さて、こういったことを踏まえた上で、スマートフォンを処分する場合のリスクについて考えてみましょう。
従来の携帯電話でも当然のことながら、連絡先等はしっかり削除しておかないと情報の漏えいにつながる恐れがあります。
しかし、上で述べたようにスマートフォンはパソコン並みの情報を保持しています。
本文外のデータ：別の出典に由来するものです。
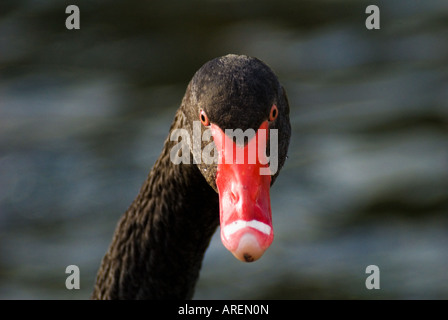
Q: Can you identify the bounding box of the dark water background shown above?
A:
[0,0,448,299]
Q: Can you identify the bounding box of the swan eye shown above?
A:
[199,109,210,127]
[269,104,278,121]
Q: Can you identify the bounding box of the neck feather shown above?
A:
[92,113,219,299]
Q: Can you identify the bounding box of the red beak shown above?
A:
[211,121,274,262]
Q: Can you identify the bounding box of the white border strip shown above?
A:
[223,220,271,238]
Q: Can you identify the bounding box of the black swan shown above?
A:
[92,55,291,299]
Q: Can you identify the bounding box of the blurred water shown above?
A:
[0,0,448,299]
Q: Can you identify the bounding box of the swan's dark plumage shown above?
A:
[92,55,291,299]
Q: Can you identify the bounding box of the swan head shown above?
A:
[181,55,291,262]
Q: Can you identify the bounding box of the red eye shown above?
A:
[199,109,210,127]
[269,104,278,121]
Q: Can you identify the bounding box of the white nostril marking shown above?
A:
[223,220,271,238]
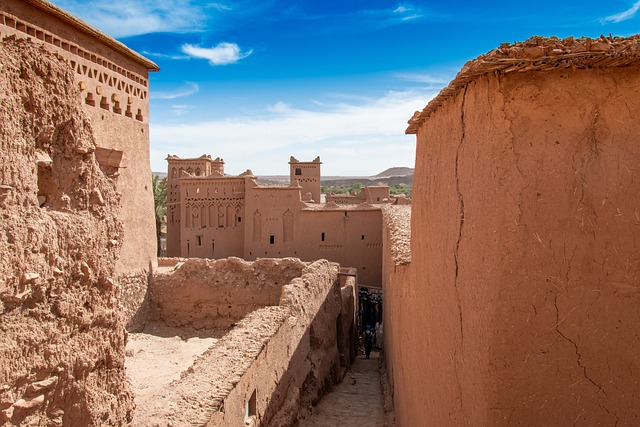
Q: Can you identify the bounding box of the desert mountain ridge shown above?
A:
[152,166,414,185]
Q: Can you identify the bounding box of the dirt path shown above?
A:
[125,323,225,413]
[299,352,386,427]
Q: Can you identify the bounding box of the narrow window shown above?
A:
[244,390,258,419]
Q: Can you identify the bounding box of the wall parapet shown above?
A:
[405,36,640,134]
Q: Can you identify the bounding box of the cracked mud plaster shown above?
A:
[402,67,640,425]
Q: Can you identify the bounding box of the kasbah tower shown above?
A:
[0,0,640,427]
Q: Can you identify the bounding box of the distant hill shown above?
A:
[375,167,415,178]
[153,167,414,185]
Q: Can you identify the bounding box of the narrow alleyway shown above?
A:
[299,351,392,427]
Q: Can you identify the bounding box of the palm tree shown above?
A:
[151,175,167,256]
従って、以下のような点に気を付けて情報の漏えいを確実に防ぐようにしましょう。

スマートフォンからの情報漏洩を防ぐ4つの注意点

  1. 端末の初期化を行う
  2. SDカードなどの記憶媒体は確実に抜いておく
  3. SIMカードの抜き忘れに注意
  4. 業者に廃棄を依頼する場合は、信頼できる業者に

端末を廃棄する場合に最も重要なことは「個人情報を残さない」ということです。
個人情報を残してしまうと、そこから情報が漏えいし様々な犯罪などにも悪用されてしまう可能性があります。
そこで最も手軽で確実な方法は、1の「端末の初期化」です。

端末の初期化

iPhoneでは「設定」画面から「リセット」-「すべてのコンテンツと設定を消去」で端末の初期化が行えます。
またAndroidでは、「端末の暗号化」と「初期化」と2段階に分けて行うのが確実です。

まず「端末の暗号化」では「設定」画面を開き、「セキュリティ」から「端末の暗号化」を選択します。
次に「初期化」を行いますが、同じく「設定」画面の「バックアップとリセット」から「データの初期化」を実行します。
これらの手順によって、端末内に残された情報は確実に消去できます。

バックアップメディア

2・3はスマートフォンを実際にキャリアのショップやその他の廃棄業者に渡すときの注意点です。

iPhoneにはありませんがAndroid端末ではMicroSDカード等のバックアップメディアを挿入し、記憶媒体として使用できる機種があります。
こういった機種の場合は、記録された情報が漏えいするのを防ぐために事前に必ずカードを抜いておくことが重要です。

また各通信キャリアのSIMカードも必ず抜いておくことが重要です。
SIMカードについてはキャリアのショップであれば対応してくれます。

廃棄について

最後に、廃棄の際は必ず信頼できる業者に依頼することが大事です。
例えば、ドコモショップやauショップなど各キャリアのショップや、家電量販店等だと安心です。

不用意に信頼できない業者に渡してしまうと、不正に情報を抜き取られたり、情報が消去されないままに端末ごと第三者に渡ってしまったりなど意図しない形で個人情報が流出してしまう恐れがありますので注意が必要です。

これらのことを踏まえて、確実に行うようにすることでスマートフォンや携帯電話の処分によって意図しない形で情報が漏えいしてしまうことを防ぐことが出来ます。

おわりに

様々な意味で情報が価値を持ち、お金でやりとりされる時代になっています。
そういった中で、自分たちの個人情報を守るために出来ることは確実に実行していきましょう。